溫慕晴用一句輕描淡寫的話,用一枚不負節目名璀璨奪目的鑽戒,成功讓在座的各位當場宕機,而這話也讓人不知該如何接下去,說她被迫,卻又不畏豪權大放厥詞。
“不會啊,而且溫同學的臉很上鏡的,有故事感也很适合做演員,不知道有沒有人跟你提過,你長得很像一位很久之前就退圈的演員前輩,說來,她的名字跟你也很像。”聲樂導師孟子元妄圖用一人之力扭轉局勢,避免尴尬。
“謝謝孟老師,是,我知道您說的那位老師,我身邊确實有人這麼說過。

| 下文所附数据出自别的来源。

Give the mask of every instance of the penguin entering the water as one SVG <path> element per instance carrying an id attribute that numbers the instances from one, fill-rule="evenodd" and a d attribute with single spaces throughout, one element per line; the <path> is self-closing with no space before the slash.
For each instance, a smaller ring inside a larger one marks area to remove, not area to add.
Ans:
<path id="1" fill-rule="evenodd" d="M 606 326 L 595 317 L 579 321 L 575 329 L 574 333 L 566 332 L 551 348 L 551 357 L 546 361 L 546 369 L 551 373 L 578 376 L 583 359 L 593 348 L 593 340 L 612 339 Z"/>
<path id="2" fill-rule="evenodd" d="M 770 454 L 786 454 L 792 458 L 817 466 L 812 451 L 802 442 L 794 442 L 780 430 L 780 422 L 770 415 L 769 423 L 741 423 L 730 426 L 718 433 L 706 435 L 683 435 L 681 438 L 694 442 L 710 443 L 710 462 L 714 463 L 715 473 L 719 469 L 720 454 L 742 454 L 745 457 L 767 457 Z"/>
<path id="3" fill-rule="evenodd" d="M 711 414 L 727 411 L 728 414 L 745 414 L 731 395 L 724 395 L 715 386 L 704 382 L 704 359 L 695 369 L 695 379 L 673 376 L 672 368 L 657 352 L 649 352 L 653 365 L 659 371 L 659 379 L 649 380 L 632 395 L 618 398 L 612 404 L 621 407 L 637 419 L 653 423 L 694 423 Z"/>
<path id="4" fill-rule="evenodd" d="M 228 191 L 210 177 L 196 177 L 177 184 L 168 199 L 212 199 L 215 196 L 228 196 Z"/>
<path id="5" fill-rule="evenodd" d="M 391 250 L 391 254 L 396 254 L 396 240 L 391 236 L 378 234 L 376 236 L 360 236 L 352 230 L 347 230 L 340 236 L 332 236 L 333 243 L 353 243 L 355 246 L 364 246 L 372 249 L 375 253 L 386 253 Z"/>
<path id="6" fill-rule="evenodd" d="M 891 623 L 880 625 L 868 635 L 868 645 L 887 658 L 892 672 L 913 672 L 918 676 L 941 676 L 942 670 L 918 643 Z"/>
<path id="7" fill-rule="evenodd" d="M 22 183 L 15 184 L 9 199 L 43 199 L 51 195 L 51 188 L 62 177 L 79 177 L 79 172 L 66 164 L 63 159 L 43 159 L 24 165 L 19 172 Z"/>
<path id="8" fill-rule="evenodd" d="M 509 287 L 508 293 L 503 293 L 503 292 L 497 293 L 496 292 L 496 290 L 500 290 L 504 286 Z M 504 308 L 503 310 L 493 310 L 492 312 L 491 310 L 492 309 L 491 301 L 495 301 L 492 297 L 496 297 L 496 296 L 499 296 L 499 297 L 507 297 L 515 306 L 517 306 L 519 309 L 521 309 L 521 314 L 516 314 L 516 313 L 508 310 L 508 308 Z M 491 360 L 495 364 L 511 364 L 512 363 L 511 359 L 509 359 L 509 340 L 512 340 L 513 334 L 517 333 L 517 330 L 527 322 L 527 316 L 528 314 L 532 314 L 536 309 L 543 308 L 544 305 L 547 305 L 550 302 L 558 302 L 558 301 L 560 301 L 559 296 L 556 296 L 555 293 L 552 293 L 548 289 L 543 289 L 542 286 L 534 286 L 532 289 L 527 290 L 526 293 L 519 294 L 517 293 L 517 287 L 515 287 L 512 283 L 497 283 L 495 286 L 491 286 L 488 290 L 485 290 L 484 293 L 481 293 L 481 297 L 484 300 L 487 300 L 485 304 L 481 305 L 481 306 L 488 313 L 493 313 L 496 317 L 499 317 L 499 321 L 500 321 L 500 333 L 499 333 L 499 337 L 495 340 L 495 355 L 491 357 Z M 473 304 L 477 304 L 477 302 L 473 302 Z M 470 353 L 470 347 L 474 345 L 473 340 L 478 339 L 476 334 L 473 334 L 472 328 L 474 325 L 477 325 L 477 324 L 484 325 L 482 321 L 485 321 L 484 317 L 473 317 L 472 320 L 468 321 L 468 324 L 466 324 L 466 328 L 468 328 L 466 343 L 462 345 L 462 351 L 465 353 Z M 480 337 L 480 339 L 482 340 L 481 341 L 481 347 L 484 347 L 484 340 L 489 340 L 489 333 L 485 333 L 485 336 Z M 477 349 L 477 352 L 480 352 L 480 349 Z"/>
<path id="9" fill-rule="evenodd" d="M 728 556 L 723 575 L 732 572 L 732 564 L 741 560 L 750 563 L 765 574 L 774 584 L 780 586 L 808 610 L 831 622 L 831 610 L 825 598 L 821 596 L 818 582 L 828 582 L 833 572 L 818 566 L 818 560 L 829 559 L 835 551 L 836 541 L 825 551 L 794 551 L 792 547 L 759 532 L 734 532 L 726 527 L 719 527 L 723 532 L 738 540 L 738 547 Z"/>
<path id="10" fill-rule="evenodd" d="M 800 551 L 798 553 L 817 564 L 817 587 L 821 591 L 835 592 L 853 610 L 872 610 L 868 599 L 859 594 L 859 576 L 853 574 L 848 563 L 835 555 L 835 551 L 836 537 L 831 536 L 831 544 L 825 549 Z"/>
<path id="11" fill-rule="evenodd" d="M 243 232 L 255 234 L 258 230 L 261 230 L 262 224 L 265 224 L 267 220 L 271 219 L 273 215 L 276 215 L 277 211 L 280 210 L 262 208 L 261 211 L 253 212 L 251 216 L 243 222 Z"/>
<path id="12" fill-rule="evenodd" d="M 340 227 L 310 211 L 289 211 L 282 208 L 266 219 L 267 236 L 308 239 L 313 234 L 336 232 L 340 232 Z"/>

”溫慕晴并沒有打算為難其他人,因此順着台階而下,讓這一出鬧劇盡快結束。
胡古月和談繼敏都是中上等的評級,而溫慕晴則理所應當的獲得了下等的評級。
評級這件事其實影響不了她什麼,但是她那一番話卻讓所有人看她的眼神都不一樣了。
她們看她身邊的氣場從隻是淡漠,莫名恒生了一個無法跨越的鴻溝,而這個迹象随着她重新入座後更明顯,明明大家都做同一把椅子,她也隻是靠在了椅背上,松弛的提起其中一條腿重疊至另一條上,再配合她那朝下看舞台的眼神,自然而然流露出上位者的氣息,仿佛她不是那個來評選的,更像是來評選他人,讓人不敢僭越。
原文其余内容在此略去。